Penerimaan pajak hingga Oktober 2025 tercatat mengalami penurunan dibandingkan tahun sebelumnya. Direktorat Jenderal Pajak (DJP) menyebut salah satu faktor utama yang menyebabkan kontraksi tersebut adalah lonjakan restitusi.
Dirjen Pajak Bimo Wijayanto mengungkap bahwa kebijakan Tarif Efektif Rata-Rata (TER) yang mulai diberlakukan sejak awal 2024 ternyata turut menyumbang lonjakan restitusi tersebut.
Penerimaan Pajak Melambat, Realisasi Baru 70,2% Target
Per Oktober 2025, realisasi penerimaan pajak neto mencapai Rp1.459,03 triliun, atau 3,86% lebih rendah dibandingkan periode yang sama tahun 2024. Angka tersebut baru memenuhi 70,2% dari target dalam APBN 2025. Kondisi ini menunjukkan perlambatan yang cukup signifikan pada kontribusi penerimaan negara dari sektor perpajakan.
Dari sisi per jenis pajak, hampir seluruh kelompok pajak besar mencatat penurunan.
- PPh Badan: Rp237,56 triliun, turun 9,6% (yoy).
- PPh Orang Pribadi & PPh 21: Rp191,66 triliun, turun 12,8% (yoy).
- PPh Final, PPh 22 & PPh 26: Rp275,57 triliun, turun 0,1% (yoy).
- PPN & PPnBM: Rp556,61 triliun, turun 10,3% (yoy).
Baca Juga: Ekonomi Tumbuh 5,04% pada Kuartal III/2025, Konsumsi Rumah Tangga Masih Terjaga
Lonjakan Restitusi Jadi Pemicu Kontraksi Penerimaan
Lebih lanjut, Bimo menjelaskan bahwa lonjakan restitusi merupakan salah satu penyebab utama melemahnya penerimaan pajak. Hingga Oktober 2025, nilai restitusi yang dibayarkan negara mencapai Rp340,52 triliun, melonjak 36,4% dari tahun sebelumnya.
Peningkatan restitusi tersebut didominasi oleh:
- PPh Badan: Rp93,80 triliun (tumbuh 80%).

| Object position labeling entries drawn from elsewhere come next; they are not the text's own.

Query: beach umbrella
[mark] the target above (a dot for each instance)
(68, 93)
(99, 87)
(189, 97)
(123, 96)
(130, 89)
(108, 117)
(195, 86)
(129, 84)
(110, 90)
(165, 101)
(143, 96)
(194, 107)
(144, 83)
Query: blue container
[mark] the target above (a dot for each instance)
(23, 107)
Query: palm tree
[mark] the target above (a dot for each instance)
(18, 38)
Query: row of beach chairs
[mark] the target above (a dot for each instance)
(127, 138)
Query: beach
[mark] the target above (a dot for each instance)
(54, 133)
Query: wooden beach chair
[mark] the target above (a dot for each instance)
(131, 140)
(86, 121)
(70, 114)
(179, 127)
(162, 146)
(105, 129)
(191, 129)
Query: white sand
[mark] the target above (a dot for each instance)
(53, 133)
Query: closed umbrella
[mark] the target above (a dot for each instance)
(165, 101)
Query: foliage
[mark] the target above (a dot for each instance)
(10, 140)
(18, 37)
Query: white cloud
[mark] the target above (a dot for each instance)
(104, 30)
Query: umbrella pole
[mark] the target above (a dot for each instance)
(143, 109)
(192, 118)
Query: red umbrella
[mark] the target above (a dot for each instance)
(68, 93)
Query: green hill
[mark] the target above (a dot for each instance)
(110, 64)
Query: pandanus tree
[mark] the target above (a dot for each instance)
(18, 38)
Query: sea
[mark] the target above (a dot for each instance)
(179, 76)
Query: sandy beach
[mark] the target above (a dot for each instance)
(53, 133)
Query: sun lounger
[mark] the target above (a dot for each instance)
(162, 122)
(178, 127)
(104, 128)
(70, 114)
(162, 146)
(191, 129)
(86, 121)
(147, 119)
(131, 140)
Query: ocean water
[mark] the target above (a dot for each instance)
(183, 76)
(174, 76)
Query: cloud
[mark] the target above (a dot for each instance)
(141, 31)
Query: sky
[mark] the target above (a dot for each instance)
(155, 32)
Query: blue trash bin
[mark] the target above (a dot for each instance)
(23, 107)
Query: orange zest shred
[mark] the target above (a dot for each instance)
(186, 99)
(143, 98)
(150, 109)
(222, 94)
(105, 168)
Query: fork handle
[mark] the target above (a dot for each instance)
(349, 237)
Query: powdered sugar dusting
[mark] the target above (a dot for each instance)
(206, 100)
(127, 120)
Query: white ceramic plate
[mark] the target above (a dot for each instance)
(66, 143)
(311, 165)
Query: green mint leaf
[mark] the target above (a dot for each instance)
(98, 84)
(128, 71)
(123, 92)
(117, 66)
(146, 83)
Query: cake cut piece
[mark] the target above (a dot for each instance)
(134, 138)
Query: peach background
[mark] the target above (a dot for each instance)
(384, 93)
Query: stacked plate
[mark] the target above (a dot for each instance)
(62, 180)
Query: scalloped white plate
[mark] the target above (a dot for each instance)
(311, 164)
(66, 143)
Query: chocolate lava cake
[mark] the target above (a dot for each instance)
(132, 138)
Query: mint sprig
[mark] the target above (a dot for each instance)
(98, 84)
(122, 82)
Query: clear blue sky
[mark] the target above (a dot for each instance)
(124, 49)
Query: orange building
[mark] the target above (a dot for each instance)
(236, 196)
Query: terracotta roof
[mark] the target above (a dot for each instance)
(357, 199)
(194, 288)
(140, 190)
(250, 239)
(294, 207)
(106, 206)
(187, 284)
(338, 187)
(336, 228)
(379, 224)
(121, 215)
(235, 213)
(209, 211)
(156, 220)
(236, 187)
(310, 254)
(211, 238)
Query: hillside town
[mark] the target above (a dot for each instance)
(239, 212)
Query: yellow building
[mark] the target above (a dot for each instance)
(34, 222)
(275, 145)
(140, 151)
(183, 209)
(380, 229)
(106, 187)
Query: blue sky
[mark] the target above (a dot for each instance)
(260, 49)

- PPN Dalam Negeri: Rp238,86 triliun (tumbuh 23,9%).
- Jenis pajak lainnya: Rp7,87 triliun (tumbuh 65,7%).
Tingginya restitusi membuat penerimaan neto tergerus meskipun penerimaan bruto masih tumbuh. Hal ini menciptakan tekanan signifikan pada total setoran pajak nasional.
Kebijakan TER Ikut Tekan PPh Orang Pribadi dan PPh 21
Selain restitusi, kebijakan TER turut berkontribusi terhadap kontraksi penerimaan, khususnya pada PPh Orang Pribadi dan PPh Pasal 21. TER sebenarnya diberlakukan untuk menyederhanakan penghitungan pajak dibandingkan tarif progresif Pasal 17 UU PPh.
Namun, implementasinya pada awal 2024 justru memicu meningkatnya kasus lebih bayar. Hal ini lantas membuat DJP perlu mengembalikan kelebihan tersebut melalui restitusi.
Dampaknya terlihat jelas pada data Kemenkeu:
- Penerimaan PPh OP dan PPh 21 tercatat Rp191,66 triliun, turun 12,8% year on year.
Dengan demikian, TER tidak hanya menekan setoran pajak langsung, tetapi juga memperbesar nilai restitusi yang harus dibayarkan negara.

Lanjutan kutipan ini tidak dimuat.